Both governmental regulatory changes and an innovation-driven market have paved the way for the boom of ‘Alternative lending’, which is increasingly taking over traditional marketplaces. One key factor that is revving up the demand for this platform is its distinctive approach to underwriting, which is analytical and dependent on important aspects of customer data.
Big Banks Rely On Conventional Models
The traditional banks are still using old-fashioned underwriting models that often lead to wrong decision regarding who to loan money to and at what rate. Moreover, old models take a lot of time time to ascertain the creditworthiness of a borrower, which in turn, only escalates the waiting time period for small business owners.
Ascend Consumer Financial’s Scott Crawford, VP of product and marketing, said that conventional underwriting comes with major problems, which need to be addressed through alternative data sources.
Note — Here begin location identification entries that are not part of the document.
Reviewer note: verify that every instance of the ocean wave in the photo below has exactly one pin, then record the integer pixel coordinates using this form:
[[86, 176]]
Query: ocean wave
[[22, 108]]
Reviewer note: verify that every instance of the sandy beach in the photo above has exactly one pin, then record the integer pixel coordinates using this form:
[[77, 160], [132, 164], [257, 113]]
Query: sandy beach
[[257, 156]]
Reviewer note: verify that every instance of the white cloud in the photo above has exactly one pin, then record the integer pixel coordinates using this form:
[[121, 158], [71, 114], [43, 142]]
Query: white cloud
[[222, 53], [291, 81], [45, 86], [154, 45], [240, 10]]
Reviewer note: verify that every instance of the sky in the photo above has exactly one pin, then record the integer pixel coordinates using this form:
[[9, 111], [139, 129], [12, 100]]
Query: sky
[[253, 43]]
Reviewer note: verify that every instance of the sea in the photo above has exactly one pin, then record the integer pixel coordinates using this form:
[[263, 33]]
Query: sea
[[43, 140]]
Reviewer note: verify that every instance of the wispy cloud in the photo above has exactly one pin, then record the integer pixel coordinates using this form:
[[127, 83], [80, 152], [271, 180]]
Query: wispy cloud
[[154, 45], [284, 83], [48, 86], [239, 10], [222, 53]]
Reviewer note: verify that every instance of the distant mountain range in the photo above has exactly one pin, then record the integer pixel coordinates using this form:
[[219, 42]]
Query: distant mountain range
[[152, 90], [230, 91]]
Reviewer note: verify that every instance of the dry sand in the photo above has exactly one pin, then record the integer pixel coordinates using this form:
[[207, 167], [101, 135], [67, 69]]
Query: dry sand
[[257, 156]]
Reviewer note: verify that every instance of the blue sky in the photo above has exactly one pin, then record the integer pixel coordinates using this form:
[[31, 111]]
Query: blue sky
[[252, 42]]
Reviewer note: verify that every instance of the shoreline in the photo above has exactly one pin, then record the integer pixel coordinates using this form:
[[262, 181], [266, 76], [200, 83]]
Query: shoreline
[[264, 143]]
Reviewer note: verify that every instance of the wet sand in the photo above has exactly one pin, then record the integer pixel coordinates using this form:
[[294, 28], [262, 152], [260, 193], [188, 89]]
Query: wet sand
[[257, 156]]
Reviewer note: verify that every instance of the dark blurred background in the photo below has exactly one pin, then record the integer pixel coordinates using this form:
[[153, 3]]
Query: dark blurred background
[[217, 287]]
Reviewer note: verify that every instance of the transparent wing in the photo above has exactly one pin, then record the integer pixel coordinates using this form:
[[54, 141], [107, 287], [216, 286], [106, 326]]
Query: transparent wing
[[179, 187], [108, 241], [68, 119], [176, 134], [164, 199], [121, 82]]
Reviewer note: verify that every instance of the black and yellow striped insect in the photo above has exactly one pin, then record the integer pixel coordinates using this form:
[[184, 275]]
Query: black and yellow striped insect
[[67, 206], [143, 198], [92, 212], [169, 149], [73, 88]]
Small business loan provider OnDeck’s Krishna Venkatraman, SVP of Data and Analytics, strongly feels that disruption in the existing business model from alternative lenders can only lead to innovation.
Speedy And Dependable
Using the latest analytical solutions, alternative lenders can create holistic profiles of their potential borrowers, which leads to speedy processing of the applications without clouding judgement.
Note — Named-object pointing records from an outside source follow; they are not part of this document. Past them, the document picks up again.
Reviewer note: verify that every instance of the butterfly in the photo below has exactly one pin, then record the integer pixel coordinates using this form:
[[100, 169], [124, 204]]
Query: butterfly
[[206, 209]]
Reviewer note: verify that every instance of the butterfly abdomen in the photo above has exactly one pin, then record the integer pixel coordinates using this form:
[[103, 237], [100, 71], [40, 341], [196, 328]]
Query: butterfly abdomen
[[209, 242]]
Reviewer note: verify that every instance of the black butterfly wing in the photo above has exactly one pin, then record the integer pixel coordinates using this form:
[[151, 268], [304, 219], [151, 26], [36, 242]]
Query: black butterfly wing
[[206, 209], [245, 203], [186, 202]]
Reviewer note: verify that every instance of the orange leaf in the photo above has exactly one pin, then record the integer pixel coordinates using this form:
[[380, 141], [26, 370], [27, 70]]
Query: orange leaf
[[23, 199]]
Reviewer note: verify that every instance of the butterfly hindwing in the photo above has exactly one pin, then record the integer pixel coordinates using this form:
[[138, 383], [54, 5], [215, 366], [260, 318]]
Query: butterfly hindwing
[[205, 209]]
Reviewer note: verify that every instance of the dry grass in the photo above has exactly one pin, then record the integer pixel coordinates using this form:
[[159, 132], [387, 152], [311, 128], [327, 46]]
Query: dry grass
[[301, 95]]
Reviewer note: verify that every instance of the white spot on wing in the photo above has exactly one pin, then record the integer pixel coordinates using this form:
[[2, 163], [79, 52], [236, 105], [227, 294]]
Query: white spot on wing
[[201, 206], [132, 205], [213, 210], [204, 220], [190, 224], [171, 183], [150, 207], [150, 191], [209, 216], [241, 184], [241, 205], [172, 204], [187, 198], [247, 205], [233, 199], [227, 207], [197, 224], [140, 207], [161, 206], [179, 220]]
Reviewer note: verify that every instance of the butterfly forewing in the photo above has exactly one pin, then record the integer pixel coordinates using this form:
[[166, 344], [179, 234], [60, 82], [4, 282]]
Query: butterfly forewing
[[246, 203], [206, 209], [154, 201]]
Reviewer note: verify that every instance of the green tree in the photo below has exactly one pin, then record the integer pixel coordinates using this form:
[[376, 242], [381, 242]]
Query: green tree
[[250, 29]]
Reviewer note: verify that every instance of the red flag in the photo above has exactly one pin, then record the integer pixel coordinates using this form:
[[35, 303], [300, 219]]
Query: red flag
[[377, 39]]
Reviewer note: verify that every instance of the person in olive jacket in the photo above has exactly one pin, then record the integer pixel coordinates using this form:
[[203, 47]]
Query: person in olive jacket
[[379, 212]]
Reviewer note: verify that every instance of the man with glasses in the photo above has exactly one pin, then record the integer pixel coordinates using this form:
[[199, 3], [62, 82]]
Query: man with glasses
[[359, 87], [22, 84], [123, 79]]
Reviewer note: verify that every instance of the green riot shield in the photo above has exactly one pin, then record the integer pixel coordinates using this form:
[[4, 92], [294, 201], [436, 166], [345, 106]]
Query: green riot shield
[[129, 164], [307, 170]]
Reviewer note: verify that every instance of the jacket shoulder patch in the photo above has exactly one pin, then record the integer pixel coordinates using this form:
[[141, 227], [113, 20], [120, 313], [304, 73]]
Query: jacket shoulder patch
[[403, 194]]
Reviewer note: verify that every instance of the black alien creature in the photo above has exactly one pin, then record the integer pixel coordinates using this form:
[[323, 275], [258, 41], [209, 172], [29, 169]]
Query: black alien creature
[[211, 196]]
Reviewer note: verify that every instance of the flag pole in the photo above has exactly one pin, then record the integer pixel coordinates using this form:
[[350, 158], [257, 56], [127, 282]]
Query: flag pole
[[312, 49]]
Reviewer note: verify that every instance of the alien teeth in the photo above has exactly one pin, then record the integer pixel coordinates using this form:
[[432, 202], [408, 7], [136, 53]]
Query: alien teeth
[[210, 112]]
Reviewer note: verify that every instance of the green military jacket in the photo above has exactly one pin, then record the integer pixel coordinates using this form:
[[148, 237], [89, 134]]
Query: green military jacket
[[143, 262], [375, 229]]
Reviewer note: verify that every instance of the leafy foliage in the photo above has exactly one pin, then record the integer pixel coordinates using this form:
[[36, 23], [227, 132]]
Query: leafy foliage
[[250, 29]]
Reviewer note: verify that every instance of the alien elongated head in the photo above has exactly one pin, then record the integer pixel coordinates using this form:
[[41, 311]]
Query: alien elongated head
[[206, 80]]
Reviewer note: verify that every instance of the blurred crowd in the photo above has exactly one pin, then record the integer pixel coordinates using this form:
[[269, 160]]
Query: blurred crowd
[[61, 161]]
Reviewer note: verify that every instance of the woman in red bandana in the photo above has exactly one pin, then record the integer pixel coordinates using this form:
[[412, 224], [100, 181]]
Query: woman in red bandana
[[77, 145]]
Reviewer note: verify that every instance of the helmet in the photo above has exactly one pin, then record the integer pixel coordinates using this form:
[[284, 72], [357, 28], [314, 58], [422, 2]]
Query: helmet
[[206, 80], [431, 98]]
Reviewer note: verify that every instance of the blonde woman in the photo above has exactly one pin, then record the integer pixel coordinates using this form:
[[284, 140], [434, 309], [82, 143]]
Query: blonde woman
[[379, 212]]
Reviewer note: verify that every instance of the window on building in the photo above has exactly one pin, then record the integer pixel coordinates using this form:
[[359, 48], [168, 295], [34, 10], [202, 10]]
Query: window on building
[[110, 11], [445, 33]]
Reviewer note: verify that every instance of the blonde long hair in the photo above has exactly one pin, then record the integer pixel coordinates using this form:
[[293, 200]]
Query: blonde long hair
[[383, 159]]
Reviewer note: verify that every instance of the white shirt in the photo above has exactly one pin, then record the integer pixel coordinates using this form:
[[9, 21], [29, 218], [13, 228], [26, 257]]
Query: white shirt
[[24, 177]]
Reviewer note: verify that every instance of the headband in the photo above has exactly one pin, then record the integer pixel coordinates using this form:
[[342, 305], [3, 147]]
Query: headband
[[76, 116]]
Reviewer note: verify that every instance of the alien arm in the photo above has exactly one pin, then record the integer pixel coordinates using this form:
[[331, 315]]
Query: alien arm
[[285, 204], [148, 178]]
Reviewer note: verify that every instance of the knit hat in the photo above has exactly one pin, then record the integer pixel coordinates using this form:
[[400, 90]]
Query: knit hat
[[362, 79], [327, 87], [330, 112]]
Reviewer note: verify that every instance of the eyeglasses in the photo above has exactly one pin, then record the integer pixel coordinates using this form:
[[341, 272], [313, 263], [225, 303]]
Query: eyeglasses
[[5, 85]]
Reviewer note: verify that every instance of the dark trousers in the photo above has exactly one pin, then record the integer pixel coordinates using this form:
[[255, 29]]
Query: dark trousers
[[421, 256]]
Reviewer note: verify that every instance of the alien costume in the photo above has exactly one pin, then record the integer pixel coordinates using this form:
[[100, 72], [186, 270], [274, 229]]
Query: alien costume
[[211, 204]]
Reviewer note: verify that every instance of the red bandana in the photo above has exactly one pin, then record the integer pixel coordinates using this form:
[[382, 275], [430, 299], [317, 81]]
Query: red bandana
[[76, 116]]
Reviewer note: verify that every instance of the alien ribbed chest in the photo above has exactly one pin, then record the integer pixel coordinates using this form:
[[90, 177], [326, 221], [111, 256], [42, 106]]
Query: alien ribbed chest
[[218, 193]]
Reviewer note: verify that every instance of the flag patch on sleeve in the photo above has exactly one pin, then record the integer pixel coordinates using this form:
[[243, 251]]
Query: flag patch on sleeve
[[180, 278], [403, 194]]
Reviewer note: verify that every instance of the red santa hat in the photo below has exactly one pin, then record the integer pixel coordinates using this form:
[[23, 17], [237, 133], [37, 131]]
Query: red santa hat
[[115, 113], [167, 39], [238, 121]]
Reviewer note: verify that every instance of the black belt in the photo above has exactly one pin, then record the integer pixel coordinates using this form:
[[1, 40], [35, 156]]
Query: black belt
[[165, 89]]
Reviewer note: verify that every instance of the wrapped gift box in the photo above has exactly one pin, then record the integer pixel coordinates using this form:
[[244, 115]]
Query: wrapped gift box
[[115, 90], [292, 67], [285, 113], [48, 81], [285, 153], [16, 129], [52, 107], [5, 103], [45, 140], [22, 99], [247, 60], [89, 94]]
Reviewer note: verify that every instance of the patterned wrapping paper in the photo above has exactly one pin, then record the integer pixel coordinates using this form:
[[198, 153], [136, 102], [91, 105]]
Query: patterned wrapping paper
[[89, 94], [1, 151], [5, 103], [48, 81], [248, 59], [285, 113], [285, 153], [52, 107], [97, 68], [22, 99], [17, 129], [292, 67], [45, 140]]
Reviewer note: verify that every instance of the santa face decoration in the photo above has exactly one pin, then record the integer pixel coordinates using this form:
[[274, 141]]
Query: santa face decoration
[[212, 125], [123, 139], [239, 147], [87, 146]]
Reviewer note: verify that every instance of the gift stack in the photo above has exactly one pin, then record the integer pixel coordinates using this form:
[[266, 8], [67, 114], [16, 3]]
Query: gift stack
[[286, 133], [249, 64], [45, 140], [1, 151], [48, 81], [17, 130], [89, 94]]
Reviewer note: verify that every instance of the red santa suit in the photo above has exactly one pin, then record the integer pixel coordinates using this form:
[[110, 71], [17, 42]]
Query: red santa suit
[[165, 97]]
Crawford is confident that alternative lending solutions will soon claim a larger share of the lending industry, given its aggressive approach to testing new credit models and the ability to launch them in the market. Crawford added that the fast pace of testing new credit scoring methods could bring about insightful feedback and help the industry to streamline the whole industry of credit modelling.
By looking at the current business models of big banks, which remain focused on conventional ways of credit profiling, Crawford projects that those banks will fall behind in the loan industry. He sees rapid growth for firms that have proven and modern underwriting and business models.
These facts should encourage small business owners and startups to approach alternative lenders rather than getting turned down by traditional banks, big or small. Not only are the chances higher for getting the required loan, but the use of the latest in analytics reduces the rejection rate.